Fig. 6 shows an overall flow chart of the method of the invention.

The above is only a preferred embodiment of the present invention, and is not intended to limit the present invention, and various modifications and changes will occur to those skilled in the art. Any modification, equivalent replacement, or improvement made within the spirit and principle of the present invention should be included in the protection scope of the present invention.

Claims

1. A semantic SLAM method based on instance segmentation, the method comprising the steps of: s1, acquiring an image sequence; s2, extracting feature point information and semantic information; s3, fusing feature point information and semantic information; s4, detecting and removing dynamic objects; s5, object-level interframe matching; and S6, detecting the loop of the object level.

2. The semantic SLAM method based on instance segmentation as claimed in claim 1 wherein the extraction of the feature point information and the semantic information in step S2 is performed simultaneously.

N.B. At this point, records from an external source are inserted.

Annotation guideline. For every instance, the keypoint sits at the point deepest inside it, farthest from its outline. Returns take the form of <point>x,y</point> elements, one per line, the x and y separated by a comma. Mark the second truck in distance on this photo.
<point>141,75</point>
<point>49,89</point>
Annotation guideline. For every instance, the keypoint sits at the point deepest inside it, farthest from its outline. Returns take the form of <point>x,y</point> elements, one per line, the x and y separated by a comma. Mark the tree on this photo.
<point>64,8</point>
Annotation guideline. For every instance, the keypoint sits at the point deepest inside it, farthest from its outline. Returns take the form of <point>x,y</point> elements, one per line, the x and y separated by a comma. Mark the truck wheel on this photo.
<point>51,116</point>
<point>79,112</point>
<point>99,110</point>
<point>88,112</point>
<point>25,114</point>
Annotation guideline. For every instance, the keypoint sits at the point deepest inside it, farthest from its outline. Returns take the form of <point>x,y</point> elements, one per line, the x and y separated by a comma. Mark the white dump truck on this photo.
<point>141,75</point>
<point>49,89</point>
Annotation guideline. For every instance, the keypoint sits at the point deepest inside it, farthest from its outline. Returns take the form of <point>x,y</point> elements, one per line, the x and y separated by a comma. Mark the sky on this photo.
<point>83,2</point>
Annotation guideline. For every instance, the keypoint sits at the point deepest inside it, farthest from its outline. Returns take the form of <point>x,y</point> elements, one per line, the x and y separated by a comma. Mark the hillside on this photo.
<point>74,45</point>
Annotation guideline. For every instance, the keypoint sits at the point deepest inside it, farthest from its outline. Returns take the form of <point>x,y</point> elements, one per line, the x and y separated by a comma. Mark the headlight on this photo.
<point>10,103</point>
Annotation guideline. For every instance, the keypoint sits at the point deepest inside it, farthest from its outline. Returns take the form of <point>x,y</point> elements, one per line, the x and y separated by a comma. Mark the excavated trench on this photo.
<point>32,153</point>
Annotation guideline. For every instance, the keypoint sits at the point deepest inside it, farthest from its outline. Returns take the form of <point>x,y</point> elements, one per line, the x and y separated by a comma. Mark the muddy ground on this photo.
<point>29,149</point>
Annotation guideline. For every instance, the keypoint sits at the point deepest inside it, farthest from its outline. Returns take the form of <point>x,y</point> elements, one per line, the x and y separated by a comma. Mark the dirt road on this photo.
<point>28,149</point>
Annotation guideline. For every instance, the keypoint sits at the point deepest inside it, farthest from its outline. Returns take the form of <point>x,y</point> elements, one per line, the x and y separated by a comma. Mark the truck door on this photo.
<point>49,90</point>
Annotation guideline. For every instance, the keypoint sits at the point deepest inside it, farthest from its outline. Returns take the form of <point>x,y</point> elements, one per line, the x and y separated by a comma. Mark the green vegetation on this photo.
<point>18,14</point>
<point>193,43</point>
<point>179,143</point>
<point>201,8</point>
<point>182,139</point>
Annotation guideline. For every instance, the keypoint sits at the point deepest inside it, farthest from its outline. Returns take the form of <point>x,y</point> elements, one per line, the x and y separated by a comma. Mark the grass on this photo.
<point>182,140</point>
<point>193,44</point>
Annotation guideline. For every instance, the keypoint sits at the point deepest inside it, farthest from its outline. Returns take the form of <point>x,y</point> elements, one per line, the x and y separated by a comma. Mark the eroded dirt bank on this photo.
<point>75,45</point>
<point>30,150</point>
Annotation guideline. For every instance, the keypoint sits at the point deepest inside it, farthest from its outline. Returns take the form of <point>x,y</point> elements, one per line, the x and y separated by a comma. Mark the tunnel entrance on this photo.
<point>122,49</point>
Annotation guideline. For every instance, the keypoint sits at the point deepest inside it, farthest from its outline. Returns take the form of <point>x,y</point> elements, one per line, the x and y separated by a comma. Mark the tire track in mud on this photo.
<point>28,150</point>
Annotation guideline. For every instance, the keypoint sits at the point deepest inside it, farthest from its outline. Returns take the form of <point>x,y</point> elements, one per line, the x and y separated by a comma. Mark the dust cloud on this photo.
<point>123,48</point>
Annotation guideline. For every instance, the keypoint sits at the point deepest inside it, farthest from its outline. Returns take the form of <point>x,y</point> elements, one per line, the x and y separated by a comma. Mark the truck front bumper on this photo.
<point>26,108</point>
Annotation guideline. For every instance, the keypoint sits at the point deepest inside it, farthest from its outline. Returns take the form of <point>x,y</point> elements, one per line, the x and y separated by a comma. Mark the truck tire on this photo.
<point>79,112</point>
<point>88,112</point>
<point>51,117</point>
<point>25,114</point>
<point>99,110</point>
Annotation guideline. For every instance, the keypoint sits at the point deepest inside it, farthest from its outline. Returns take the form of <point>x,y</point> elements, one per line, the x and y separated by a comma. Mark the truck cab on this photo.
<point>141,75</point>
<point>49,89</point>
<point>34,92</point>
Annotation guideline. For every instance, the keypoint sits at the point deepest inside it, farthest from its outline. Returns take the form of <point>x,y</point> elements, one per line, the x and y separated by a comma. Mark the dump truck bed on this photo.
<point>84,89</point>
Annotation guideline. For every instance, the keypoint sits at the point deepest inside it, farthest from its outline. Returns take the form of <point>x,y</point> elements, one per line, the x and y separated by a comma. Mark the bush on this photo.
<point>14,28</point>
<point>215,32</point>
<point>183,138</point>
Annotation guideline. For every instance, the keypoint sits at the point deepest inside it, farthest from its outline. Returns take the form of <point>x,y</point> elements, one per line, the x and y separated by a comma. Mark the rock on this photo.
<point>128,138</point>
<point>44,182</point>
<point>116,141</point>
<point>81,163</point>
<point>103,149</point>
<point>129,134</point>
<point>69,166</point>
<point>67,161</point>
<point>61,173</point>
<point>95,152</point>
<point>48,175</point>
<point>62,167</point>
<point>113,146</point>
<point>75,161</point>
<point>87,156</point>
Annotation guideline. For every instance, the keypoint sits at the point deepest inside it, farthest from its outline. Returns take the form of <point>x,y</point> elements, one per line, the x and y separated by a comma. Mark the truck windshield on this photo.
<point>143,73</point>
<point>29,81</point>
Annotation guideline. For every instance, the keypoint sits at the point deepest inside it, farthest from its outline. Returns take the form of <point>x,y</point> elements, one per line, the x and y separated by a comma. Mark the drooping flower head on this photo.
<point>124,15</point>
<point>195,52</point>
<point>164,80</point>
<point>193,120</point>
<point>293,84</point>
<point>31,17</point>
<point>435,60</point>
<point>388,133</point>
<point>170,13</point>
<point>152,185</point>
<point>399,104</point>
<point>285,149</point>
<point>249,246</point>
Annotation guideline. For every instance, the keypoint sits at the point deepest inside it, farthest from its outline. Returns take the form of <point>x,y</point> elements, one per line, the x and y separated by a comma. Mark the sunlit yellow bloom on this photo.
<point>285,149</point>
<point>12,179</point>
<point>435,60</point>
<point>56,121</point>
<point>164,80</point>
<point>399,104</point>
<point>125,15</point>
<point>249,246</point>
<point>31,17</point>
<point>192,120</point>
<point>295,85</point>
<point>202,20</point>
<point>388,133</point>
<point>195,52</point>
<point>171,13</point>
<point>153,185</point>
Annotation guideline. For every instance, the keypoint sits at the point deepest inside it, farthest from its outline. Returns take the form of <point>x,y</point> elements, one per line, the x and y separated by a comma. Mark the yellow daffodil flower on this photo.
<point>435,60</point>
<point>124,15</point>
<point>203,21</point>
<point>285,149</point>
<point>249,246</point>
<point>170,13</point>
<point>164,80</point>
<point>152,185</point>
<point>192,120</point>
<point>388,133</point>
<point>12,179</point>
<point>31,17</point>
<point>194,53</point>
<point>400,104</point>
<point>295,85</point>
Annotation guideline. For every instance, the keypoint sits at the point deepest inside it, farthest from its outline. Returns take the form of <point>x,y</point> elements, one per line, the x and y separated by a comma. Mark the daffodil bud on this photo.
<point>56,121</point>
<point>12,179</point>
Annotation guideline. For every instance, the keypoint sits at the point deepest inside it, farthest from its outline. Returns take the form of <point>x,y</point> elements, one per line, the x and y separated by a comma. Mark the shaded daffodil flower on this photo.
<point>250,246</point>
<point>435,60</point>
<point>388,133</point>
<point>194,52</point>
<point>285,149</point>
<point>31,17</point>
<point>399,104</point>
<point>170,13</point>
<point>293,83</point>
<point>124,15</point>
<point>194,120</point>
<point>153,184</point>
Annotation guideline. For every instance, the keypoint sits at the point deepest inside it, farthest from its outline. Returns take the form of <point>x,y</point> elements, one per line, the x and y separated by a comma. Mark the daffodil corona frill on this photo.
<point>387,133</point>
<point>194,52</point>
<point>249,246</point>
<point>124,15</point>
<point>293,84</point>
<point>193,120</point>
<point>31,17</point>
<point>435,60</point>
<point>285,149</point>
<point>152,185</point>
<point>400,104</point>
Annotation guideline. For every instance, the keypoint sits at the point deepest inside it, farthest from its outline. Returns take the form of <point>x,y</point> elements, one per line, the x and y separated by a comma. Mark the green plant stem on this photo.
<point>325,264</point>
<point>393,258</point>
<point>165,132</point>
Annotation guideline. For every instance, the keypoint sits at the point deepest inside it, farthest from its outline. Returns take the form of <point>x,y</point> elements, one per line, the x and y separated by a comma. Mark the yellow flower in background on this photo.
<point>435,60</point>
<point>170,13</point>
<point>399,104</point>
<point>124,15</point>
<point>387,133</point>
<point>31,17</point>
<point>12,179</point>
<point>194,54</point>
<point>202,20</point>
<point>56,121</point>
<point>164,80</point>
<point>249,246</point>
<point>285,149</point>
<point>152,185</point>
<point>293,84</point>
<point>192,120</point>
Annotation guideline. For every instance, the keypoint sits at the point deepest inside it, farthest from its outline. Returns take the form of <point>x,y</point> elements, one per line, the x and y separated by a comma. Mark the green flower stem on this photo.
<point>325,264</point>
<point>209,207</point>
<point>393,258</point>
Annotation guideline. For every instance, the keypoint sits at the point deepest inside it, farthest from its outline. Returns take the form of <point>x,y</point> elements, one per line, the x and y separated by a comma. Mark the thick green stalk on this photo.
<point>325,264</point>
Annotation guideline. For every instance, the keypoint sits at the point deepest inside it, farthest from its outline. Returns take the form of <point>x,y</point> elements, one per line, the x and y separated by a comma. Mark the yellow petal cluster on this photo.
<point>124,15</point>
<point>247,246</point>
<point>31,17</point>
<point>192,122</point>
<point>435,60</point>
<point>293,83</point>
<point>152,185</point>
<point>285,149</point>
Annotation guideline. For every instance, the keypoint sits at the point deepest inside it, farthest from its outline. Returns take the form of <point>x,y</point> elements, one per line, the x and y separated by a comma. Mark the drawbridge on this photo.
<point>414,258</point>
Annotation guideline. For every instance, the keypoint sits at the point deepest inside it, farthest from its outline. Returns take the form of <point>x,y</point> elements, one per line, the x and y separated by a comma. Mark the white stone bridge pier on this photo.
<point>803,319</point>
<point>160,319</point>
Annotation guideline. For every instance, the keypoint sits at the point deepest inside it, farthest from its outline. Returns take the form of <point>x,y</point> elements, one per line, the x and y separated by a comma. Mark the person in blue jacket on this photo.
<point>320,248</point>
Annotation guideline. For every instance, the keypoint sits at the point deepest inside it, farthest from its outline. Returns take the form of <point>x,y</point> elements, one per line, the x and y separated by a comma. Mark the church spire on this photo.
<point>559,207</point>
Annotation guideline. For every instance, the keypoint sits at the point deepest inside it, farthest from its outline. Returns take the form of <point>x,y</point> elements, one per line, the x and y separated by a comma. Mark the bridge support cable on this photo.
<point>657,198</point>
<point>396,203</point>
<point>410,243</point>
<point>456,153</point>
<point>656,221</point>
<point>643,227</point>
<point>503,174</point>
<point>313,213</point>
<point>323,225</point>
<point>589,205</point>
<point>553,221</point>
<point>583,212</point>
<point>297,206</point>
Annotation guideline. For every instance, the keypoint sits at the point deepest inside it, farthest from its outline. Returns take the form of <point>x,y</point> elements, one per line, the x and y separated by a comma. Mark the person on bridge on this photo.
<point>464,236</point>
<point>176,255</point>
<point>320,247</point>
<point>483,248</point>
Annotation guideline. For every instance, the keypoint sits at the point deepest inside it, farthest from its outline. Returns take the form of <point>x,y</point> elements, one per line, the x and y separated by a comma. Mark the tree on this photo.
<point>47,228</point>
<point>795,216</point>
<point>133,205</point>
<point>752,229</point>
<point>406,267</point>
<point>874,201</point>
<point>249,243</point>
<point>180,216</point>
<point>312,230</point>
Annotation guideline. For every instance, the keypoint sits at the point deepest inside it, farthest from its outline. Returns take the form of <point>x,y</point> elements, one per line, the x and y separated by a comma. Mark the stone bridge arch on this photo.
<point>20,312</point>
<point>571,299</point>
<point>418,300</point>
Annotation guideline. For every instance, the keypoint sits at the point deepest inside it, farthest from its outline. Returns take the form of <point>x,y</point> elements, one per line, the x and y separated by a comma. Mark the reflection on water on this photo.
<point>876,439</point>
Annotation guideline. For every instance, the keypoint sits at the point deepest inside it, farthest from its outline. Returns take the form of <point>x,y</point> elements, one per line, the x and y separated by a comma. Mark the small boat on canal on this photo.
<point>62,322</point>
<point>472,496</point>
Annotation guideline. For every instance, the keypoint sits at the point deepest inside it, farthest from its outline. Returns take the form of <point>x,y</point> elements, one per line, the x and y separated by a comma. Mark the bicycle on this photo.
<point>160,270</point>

3. The semantic SLAM method based on instance segmentation of claim 2 wherein the extraction of semantic information is done by a network instance segmentation module.

4. The semantic SLAM method based on instance partitioning of claim 3 wherein the network instances are partitioned into object level partitions.

5. The semantic SLAM approach to instance partitioning based on claim 4, wherein the network instance partitioning incorporates MASK-RCNN networks.

6. The semantic SLAM method based on instance segmentation of claim 5, wherein the MASK-RCNN network is trained in step S2.

7. The semantic SLAM method based on example segmentation as claimed in claim 6 wherein step S3 is fine grained feature point classification of feature points inside each object in the image.

8. The semantic SLAM method based on instance segmentation as claimed in claim 7 wherein the fine grained feature point classification is done by KD-TREE data structure.

9. The semantic SLAM method of instance based segmentation as claimed in claim 8 wherein said step S5 constrains inter-frame matching using object level matching.

10. The semantic SLAM method based on instance segmentation as claimed in claim 9 wherein said step S5 employs KM algorithm to find the best match.